The human immunodeficiency virus is known to have a secret life. Modern antiretroviral therapy can suppress the reproduction of the virus in the body, bringing the viral load to zero, but it cannot “purify” the body from HIV completely. Virus sits in "hidden reservoirs" and becomes invisible to the immune system. When a patient stops taking therapy, HIV again "wakes up" and begins to reproduce. Therefore, to date, ARV therapy is prescribed for life, so that HIV infection has passed from the category of fatal to chronic diseases.

Researchers have devoted years to deciphering the mechanisms that help HIV hide in the human body and find ways to reverse this process.

So, one of the latest studies in the US, explains what might be the key to making HIV come out of hiding and become susceptible to anti-HIV drugs. In a study published in the Journal of Clinical Investigation, scientists focused on crotonylation, an epigenetic mechanism that governs gene expression.

"We examined well-characterized cell models of HIV latency and immune cells from HIV patients who had been undergoing antiretroviral therapy and had undetectable viral loads," Dandekar said, one of the researchers. "In those samples, we were able to disrupt the HIV silencing by inducing histone crotonylation."
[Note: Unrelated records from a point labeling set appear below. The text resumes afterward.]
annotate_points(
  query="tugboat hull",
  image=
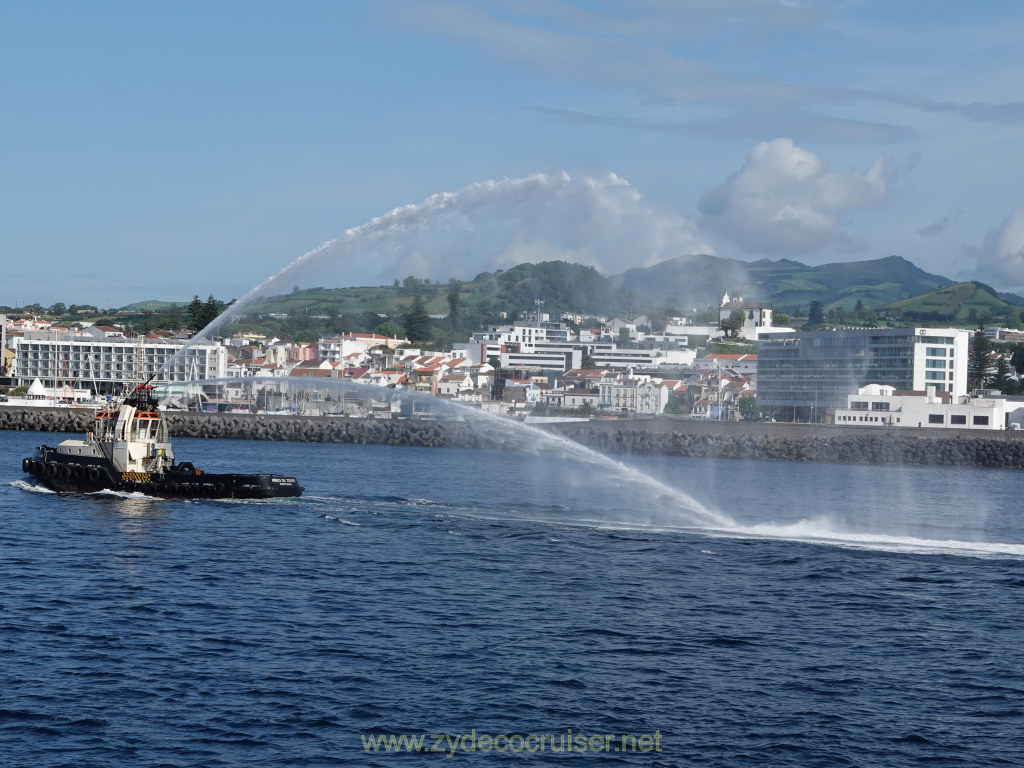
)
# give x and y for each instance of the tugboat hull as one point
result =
(86, 475)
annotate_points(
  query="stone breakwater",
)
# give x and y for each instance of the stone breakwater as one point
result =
(655, 437)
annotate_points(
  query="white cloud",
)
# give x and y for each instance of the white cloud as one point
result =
(600, 221)
(784, 202)
(1000, 259)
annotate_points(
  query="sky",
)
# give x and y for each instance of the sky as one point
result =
(161, 151)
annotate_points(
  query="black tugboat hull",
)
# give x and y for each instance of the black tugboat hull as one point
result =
(85, 475)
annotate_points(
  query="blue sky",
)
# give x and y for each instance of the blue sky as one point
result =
(164, 150)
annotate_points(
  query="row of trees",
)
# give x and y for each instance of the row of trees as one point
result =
(987, 367)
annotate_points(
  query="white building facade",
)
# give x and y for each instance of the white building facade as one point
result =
(878, 406)
(105, 365)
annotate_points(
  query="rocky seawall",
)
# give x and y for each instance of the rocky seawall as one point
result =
(653, 437)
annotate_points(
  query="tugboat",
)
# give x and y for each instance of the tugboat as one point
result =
(129, 450)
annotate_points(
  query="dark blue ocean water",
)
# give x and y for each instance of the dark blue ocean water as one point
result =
(848, 615)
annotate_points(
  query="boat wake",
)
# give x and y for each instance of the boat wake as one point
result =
(30, 486)
(824, 531)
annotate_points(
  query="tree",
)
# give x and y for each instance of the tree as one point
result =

Prior to this, Japanese scientists proposed an alternative approach to the destruction of HIV in hidden reservoirs that they call "Lock-in and apoptosis.". They synthesized the compound L-HIPPO, which binds strongly to the HIV protein Pr55Gag and suppresses viral budding. When L-HIPPO was added to virus-infected cells via a carrier called α-CDE, the virus became confined within the cell and the cell would die through natural apoptosis.

A year later another group of scientists discovered that a CD32a protein hangs out on the surface of T cells with a latent HIV infection, but is not found on uninfected T cells, or even T cells with active HIV. Having CD32a as a biomarker for HIV reservoirs means scientists have a better chance to track them down in a patient's blood.